Als je wol eenmaal droog is kun je het gaan bewerken. Ik gebruik daar een kaardemolen voor. Deze kamt het wol zodat alle vezels in dezelfde richting gaan staan. De gekaarde wol bewaar ik tot gebruik met een zakje lavendel, dit geeft de wol een heerlijke geur.
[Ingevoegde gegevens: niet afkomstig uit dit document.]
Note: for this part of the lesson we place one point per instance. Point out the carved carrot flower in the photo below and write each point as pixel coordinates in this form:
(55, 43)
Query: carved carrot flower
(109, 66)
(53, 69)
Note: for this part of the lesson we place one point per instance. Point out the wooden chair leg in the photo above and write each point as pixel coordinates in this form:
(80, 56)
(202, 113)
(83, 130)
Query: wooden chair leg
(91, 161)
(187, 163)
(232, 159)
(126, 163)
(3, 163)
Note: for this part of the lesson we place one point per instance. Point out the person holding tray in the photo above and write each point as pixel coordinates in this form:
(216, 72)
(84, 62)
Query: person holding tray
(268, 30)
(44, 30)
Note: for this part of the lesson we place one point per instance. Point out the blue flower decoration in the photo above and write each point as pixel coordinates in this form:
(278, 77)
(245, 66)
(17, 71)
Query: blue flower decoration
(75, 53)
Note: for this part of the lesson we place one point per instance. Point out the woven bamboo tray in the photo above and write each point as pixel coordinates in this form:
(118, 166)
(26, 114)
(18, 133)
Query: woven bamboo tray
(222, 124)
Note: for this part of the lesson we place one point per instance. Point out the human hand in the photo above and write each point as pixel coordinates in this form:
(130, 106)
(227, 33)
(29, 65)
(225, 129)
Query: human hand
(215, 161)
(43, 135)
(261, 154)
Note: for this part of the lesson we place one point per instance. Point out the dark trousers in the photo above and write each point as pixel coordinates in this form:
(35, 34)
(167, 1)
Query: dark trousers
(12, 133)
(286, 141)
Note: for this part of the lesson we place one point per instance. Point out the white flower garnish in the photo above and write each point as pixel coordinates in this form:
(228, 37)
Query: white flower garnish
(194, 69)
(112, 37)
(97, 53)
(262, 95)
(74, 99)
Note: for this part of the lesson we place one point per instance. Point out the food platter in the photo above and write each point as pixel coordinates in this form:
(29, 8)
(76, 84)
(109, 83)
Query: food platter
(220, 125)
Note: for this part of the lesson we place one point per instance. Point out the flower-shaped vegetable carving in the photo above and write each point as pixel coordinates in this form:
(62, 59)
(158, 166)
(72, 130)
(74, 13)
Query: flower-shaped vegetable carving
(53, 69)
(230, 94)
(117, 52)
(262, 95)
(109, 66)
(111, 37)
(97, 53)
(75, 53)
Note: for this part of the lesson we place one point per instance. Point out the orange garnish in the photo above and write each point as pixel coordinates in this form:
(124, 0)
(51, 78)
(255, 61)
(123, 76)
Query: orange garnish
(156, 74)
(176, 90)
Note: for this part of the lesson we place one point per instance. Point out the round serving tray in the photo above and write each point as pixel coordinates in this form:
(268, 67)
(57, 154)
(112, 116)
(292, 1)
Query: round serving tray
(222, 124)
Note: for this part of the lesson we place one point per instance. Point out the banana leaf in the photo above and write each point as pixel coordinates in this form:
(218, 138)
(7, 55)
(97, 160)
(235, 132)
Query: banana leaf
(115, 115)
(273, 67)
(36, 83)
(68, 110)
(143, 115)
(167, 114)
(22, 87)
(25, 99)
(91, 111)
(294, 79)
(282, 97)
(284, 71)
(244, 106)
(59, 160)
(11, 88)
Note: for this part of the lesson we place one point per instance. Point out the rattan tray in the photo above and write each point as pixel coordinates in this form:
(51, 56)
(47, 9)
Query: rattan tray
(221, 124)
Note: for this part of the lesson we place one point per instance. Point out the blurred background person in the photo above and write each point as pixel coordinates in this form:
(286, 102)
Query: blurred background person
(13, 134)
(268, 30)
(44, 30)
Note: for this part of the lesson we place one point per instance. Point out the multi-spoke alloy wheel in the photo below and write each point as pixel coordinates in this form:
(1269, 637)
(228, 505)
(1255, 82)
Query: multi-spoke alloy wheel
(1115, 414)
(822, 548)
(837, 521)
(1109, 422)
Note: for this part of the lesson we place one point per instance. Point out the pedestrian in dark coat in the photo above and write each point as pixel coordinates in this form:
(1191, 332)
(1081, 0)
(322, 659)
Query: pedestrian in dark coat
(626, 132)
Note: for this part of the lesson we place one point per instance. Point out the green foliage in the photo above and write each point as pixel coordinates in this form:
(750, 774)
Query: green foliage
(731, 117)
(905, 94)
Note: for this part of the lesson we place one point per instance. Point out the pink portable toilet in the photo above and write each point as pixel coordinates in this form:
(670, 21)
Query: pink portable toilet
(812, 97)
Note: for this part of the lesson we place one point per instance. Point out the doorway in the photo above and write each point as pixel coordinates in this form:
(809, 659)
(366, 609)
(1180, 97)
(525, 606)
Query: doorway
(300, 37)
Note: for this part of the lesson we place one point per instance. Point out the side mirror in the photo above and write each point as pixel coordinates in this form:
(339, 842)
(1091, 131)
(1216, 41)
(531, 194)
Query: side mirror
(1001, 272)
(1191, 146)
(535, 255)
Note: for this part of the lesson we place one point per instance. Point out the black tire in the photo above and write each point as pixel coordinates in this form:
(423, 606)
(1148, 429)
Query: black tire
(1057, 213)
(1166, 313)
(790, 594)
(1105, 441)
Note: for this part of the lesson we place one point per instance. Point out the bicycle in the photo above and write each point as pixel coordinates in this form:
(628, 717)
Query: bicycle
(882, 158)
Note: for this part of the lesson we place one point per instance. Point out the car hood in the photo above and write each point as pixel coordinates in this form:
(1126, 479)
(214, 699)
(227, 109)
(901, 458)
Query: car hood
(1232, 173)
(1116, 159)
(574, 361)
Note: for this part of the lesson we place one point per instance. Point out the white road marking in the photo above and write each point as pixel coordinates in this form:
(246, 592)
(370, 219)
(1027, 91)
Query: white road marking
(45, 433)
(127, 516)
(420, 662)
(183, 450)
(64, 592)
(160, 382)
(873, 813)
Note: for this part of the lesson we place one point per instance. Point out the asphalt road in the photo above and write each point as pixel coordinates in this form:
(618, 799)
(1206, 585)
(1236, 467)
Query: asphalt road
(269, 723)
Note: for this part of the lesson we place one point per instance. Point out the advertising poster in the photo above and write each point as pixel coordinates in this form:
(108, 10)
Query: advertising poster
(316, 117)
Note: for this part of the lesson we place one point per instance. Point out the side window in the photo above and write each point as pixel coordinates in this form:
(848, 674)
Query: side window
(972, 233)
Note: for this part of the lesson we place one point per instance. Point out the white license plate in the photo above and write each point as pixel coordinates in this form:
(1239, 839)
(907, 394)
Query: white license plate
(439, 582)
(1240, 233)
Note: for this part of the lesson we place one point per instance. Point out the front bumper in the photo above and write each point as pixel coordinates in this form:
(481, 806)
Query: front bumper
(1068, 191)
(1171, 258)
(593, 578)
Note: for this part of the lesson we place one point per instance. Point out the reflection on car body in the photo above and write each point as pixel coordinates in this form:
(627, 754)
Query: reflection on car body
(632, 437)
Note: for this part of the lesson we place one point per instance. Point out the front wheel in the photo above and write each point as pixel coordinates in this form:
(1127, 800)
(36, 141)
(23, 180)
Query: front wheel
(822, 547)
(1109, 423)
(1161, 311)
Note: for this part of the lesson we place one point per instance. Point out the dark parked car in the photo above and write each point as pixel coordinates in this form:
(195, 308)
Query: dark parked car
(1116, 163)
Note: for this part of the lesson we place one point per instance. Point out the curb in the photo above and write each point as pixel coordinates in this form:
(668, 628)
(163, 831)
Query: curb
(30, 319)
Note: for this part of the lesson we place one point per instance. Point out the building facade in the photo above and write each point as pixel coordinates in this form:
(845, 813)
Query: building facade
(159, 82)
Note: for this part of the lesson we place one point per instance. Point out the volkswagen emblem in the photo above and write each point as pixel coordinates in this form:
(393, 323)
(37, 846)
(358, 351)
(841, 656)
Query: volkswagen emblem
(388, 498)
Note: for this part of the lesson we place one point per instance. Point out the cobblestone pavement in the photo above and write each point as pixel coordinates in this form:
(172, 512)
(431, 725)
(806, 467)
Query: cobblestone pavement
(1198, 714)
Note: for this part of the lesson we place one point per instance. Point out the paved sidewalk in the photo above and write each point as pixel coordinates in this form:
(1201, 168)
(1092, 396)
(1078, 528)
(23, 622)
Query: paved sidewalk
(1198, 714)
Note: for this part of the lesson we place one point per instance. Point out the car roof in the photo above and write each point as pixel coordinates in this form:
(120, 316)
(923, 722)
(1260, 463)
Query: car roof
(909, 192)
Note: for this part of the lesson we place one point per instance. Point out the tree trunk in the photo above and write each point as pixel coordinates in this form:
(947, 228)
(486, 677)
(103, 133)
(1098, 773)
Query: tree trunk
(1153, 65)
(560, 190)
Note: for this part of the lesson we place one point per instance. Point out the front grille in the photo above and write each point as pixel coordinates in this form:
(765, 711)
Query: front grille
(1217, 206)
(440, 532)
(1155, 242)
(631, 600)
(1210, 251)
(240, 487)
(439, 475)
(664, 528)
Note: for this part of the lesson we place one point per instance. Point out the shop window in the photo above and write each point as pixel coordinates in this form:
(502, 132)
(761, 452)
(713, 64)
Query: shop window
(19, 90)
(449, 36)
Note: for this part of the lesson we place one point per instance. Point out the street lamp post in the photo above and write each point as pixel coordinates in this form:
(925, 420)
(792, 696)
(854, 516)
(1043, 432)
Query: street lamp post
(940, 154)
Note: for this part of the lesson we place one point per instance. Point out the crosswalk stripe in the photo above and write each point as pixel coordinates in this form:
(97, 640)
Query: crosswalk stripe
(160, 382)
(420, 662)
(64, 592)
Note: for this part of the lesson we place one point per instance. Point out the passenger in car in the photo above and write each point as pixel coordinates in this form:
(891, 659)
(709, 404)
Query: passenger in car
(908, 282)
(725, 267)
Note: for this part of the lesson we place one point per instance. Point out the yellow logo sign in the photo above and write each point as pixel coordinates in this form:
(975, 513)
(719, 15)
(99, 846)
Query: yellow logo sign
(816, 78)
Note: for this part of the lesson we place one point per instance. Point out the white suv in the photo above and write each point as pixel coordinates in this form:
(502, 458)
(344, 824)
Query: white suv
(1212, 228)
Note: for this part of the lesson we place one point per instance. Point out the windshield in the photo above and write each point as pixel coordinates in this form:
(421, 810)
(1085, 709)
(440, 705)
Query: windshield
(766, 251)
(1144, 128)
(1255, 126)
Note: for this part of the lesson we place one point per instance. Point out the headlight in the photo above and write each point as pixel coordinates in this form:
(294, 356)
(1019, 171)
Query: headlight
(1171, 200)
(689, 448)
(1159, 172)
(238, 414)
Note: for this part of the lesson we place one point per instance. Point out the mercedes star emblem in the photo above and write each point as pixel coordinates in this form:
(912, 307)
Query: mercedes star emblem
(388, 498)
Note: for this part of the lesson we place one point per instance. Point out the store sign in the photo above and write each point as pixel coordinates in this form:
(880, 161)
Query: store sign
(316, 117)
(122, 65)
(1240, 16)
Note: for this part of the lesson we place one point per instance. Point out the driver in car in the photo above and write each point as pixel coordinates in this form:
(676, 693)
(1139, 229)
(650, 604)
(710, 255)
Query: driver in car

Het vormen van het hoofdje is het moeilijkst. Een grote stapel wol wordt handmatig gekneden tot een kleinere compacte bol. Met sterk garen worden er lijnen rondom getrokken, deze geven contouren aan in het gezicht. Daarna wordt het hoofdje overtrokken met tricot in een gewenste huidskleur. Het poppentricot voelt zacht en soepel aan (net als een kinderhuidje). Door zijn rekbaarheid geeft het de indruk dat de pop nog kan groeien, net als het kind zelf.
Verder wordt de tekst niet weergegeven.